Panel A shows the telomere length measured at 24 months (the time point used for evaluation of the primary end point) in 12 patients, plotted against each patient’s baseline telomere measurement. The points above the dotted line represent patients who met the protocol-defined primary efficacy end point, a telomere attrition rate of 96 bp per year or less. Data for 15 patients were missing at 24 months; in the analysis of the primary end point, these patients were considered as not having had a response. In Panel B, summary statistics are shown in box plot format for changes in telomere length at landmark visits, as compared with baseline; the line within each box indicates the median, the top and bottom edges the 75th and 25th percentiles, respectively, and the I bars the range. The light dashed-and-dotted line represents the anticipated rate of telomere attrition with age in healthy persons (60 bp per year),^– and the bold dashed line represents the anticipated rate of attrition in patients with telomere diseases (120 bp per year). All patients who could be evaluated had improvements in telomere attrition while receiving danazol. Significant telomere elongation was found at 6, 12, and 24 months after the initiation of treatment with danazol, as compared with baseline. When treatment with danazol was stopped at 24 months, a decrease in telomere length was observed at 30 months and 36 months.
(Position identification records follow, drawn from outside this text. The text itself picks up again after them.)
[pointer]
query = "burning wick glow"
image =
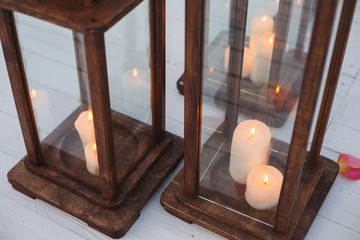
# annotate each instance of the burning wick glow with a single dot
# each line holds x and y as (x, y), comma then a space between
(277, 90)
(271, 41)
(33, 93)
(266, 180)
(135, 73)
(90, 116)
(252, 132)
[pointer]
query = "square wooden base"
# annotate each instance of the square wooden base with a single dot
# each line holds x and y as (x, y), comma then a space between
(188, 210)
(114, 223)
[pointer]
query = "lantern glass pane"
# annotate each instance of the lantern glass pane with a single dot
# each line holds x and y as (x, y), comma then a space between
(248, 120)
(127, 46)
(59, 98)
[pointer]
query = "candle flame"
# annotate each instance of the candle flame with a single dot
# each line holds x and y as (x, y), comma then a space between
(90, 116)
(266, 180)
(277, 90)
(33, 93)
(135, 73)
(271, 41)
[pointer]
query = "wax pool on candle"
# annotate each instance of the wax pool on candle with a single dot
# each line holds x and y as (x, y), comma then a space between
(262, 60)
(249, 148)
(85, 127)
(263, 186)
(260, 25)
(92, 164)
(247, 61)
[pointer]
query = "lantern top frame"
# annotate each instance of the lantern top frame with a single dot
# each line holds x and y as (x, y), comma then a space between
(73, 14)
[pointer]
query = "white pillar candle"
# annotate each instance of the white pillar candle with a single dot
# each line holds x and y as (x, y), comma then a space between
(248, 59)
(259, 25)
(85, 126)
(263, 186)
(262, 60)
(92, 164)
(249, 148)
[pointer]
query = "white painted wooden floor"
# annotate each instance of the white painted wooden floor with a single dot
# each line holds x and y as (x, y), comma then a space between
(339, 217)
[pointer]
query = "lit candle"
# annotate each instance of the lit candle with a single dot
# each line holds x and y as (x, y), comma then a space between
(262, 60)
(92, 164)
(259, 25)
(85, 126)
(247, 61)
(263, 186)
(249, 148)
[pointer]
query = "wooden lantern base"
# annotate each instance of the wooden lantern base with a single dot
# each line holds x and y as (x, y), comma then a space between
(114, 222)
(235, 226)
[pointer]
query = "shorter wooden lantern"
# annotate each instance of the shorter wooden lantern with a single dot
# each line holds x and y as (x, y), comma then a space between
(88, 79)
(242, 178)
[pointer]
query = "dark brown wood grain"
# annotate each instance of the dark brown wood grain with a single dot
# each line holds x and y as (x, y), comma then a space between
(114, 223)
(235, 226)
(194, 20)
(342, 36)
(74, 14)
(157, 63)
(306, 109)
(238, 16)
(100, 104)
(19, 86)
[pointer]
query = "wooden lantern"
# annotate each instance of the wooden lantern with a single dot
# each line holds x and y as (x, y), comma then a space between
(242, 178)
(88, 79)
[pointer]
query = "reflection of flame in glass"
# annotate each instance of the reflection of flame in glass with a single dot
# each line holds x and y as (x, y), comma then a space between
(33, 93)
(90, 116)
(135, 73)
(271, 41)
(266, 180)
(252, 132)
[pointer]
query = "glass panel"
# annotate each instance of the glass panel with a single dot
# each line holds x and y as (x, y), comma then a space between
(61, 110)
(245, 142)
(127, 54)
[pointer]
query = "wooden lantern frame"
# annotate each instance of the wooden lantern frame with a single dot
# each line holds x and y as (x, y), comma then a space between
(296, 210)
(114, 203)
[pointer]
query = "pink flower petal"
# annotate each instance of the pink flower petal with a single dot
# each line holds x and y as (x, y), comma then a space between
(351, 160)
(349, 166)
(353, 173)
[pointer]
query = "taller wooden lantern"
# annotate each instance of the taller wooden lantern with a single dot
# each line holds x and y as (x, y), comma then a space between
(88, 79)
(242, 178)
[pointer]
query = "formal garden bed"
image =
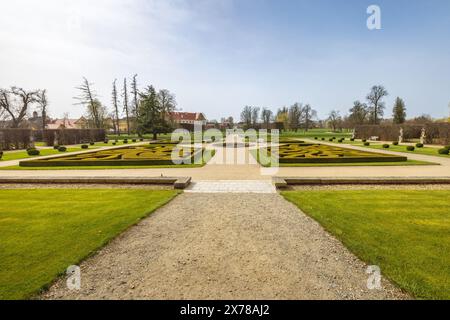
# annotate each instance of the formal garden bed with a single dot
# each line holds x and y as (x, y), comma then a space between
(410, 243)
(309, 153)
(51, 229)
(155, 154)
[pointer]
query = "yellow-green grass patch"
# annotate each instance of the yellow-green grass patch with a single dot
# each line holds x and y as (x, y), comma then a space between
(48, 230)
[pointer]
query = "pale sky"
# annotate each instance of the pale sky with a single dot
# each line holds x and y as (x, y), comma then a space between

All available data points were used in this analysis.

Figure 2. Hematologic Response in Patients Treated with Danazol, According to Mutation

For each landmark visit, the hematologic response to danazol is shown, with all patients listed according to patient number (UPN) on the left and genomic position of the heterozygous telomere gene mutation at right. Mutations were not detected in 6 patients despite screening for all known genes that have been reported to be mutated in telomere diseases (CTC1, DKC1, NOP10, NHP2, RTEL1, TERC, TERT, WRAP53, TINF2, and USB1). No data were available for 15 patients at 24 months: 10 withdrew from the study, and 5 had not reached the 2-year time point for evaluation of the primary end point because the study was halted early. An asterisk indicates that the pathogenicity was ambiguous; the p.Ala1062Thr and p.Glu280Lys variants have allele frequencies of 1.3% and 0.05%, respectively, in healthy controls (http://exac.broadinstitute.org/gene/ENSG00000164362).

Figure 3. Blood Counts in Patients with Telomeropathy Treated with Danazol

Peripheral-blood counts at various time points during the study are shown. Each symbol denotes a blood count in one patient; circles denote counts assessed during the period in which danazol was administered, and squares denote counts assessed after treatment with danazol was discontinued, per protocol, at 24 months. Black symbols denote counts in patients with a preexisting abnormally low value in that cell lineage, which was used to satisfy the enrollment criterion, and paired t-test results were performed for only these patients; gray symbols denote counts in all other patients in the study. The enrollment criterion for protocol entry was anemia (hemoglobin level, <9.5 g per deciliter, or substantial requirements for red-cell transfusions), thrombocytopenia (platelet count, <30,000 per cubic millimeter, or <50,000 per cubic millimeter with bleeding), or neutropenia (absolute neutrophil count, <1000 per cubic millimeter) (summary statistics are provided in Tables S5 and S6 in the Supplementary Appendix).